Virgin America founder Sir Richard Branson couldn’t do anything to stop his company’s merger with Alaska Airlines, according to laws regulating U.S. air carriers.
Transportation code requires “at least 75 percent of the voting interest” in an American airline to be “owned or controlled by persons that are citizens of the United States.”
Because of the law, Branson, who is a British citizen, only had 25 percent voting share in his company, and thus was unable to stop the $2.6 billion merger with Alaska Airlines.
He lamented that fact on his Virgin America blog earlier this week.
“Because I'm not American, the US Department of Transportation stipulated I take some of my shares in Virgin America as non-voting shares, reducing my influence over any takeover,” he wrote. “So there was sadly nothing I could do to stop it.”
Stanford corporate securities law expert Ronald J. Gilson says that while Branson’s claim is factually correct, it is possible Branson could have done one thing to stop the takeover. But in the end, it wouldn’t have made much sense economically.

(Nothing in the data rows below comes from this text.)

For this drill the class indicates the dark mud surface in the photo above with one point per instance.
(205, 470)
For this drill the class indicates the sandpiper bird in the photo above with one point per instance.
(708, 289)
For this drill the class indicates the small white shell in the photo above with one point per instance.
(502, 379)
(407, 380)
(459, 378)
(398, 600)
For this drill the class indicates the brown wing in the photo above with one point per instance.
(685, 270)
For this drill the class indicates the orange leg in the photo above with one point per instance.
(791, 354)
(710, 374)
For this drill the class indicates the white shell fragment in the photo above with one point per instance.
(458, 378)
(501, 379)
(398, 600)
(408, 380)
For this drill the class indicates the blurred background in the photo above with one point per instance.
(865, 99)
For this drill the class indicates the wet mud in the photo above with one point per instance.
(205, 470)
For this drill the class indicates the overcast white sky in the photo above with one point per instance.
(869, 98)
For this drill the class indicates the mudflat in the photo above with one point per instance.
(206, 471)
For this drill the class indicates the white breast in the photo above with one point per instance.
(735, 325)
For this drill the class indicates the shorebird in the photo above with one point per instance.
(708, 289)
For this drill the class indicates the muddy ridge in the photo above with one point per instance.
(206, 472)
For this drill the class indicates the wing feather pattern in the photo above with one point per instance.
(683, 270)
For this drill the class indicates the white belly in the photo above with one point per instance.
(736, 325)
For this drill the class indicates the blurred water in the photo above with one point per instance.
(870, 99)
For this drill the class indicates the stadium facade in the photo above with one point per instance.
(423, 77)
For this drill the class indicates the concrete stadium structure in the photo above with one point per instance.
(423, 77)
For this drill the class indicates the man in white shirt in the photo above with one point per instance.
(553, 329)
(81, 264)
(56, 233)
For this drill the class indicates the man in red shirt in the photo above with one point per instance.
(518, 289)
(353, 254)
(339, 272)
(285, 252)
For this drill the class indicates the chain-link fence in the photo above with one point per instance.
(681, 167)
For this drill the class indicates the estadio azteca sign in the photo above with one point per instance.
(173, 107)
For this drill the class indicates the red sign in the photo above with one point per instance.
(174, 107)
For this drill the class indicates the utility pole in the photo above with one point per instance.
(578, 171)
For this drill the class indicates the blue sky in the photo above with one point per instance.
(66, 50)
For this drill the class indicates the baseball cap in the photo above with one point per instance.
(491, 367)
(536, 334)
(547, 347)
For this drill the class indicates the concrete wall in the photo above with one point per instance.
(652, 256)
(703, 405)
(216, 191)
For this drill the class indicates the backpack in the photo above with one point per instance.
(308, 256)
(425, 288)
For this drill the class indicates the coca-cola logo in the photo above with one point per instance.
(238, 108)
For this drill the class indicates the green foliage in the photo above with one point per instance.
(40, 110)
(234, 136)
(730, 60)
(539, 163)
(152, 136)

“The hypothetical is could he put together a private equity group that could match Alaska’s price,” he said. “It’s hard to see how Virgin America is worth anything close to the price Alaska paid, or will pay, to anybody but Alaska.”
Alaska Airlines paid an 83 percent premium on Virgin America’s shares based on where the market had it priced.
Branson will make close to $800 million from the deal.
Gilson said a recent trend toward consolidation means independent American air carriers struggle to survive on their own.
When Branson founded Virgin America back in 2007, there were nine major air carriers in the U.S.
Four major mergers have occurred since then, and today only four major carriers control 80 percent of the American market.